4. Issue relocation request to move a random shard in the top k set. If the maximum limit of read-balance movement is reached, give up this relocation.
Note: The ValleyFiller chooses a source team from a random set with the largest LOAD, and a destination team with the least LOAD.
## Performance Test and Summary
### Metrics to measure
1. StorageMetrics trace event report “FinishedQueries” which means the current storage server finishes how many read operations. The rate of FinishedQueries is what we measure first. The better the load balance is, the more similar the FinishedQueries rate across all storage servers.
CPU utilization. This metric is in a positive relationship with “FinishedQueries rate”. A even “FinishedQueries” generally means even CPU utilization in the read-only scenario.
2. Data movement size. We want to achieve load balance with as little movement as possible;
3. StandardDeviation(FinishedQueries). It indicates how much difference read load each storage server has.
### Typical Test Setup
120GB data, key=32B, value=200B; Single replica; 8 SS (20%) serves 80% read; 8 SS servers 60% write; 4 servers are both read and write hot; TPS=100000, 7 read/txn + 1 write/txn;
### Test Result Summary and Recommendation
* With intersected sets of read-hot and write-hot servers, read-aware DD even out the read + write load on the double-hot (be both read and write hot) server, which means the converged write load is similar to disk rebalance only algorithm.
* Read-aware DD will balance the read workload under the read-skew scenario. Starting from an imbalance `STD(FinishedQueries per minute)=16k`,the best result it can achieve is `STD(FinishedQueries per minute) = 2k`.
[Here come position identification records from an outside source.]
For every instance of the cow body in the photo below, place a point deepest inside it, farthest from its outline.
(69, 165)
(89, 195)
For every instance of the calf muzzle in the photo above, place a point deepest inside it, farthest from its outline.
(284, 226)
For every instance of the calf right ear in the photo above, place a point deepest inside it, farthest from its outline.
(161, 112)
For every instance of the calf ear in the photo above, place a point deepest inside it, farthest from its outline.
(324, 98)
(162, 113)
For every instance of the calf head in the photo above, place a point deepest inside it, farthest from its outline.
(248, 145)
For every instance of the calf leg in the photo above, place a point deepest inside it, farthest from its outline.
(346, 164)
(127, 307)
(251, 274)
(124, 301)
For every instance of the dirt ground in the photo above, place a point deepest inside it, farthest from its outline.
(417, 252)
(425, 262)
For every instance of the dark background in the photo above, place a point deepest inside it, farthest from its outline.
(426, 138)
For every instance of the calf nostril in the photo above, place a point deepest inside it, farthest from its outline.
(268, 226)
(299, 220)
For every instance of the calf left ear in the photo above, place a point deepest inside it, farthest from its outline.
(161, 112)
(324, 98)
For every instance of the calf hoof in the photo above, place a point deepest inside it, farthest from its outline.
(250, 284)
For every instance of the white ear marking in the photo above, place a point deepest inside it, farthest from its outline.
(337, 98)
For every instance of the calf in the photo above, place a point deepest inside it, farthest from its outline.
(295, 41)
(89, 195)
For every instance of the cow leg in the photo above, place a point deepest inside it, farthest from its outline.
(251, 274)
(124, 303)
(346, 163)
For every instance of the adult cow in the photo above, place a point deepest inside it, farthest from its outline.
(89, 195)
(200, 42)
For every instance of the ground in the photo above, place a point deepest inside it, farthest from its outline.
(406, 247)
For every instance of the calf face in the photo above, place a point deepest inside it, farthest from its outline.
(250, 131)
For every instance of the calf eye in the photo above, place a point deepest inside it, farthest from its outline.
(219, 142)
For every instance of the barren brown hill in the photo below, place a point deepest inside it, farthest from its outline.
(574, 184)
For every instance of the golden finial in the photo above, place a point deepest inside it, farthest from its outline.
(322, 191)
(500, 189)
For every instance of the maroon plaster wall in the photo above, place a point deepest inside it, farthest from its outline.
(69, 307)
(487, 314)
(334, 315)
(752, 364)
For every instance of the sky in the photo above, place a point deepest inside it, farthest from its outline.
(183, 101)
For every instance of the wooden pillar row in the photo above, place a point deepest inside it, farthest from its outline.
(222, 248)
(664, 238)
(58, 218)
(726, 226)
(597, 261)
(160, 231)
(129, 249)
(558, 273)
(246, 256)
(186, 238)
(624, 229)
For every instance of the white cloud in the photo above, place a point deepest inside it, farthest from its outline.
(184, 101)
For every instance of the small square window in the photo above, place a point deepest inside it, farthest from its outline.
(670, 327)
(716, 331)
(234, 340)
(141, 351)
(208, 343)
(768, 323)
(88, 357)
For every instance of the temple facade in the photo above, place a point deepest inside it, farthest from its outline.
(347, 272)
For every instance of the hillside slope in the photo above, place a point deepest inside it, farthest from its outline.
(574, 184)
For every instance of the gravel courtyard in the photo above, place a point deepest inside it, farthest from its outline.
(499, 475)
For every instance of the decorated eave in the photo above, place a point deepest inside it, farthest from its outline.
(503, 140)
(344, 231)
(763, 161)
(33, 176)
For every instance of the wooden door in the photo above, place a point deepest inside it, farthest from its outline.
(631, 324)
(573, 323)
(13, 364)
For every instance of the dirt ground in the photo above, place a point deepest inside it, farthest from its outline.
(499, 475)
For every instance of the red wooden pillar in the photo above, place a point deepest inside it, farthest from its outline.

* The typical movement size under a read-skew scenario is 100M ~ 600M under default KNOB value `READ_REBALANCE_MAX_SHARD_FRAC=0.2, READ_REBALANCE_SRC_PARALLELISM = 20`. Increasing those knobs may accelerate the converge speed with the risk of data movement churn, which overwhelms the destination and over-cold the source.
* The upper bound of `READ_REBALANCE_MAX_SHARD_FRAC` is 0.5. Any value larger than 0.5 can result in hot server switching.
* When needing a deeper diagnosis of the read aware DD, `BgDDMountainChopper_New`, and `BgDDValleyFiller_New` trace events are where to go.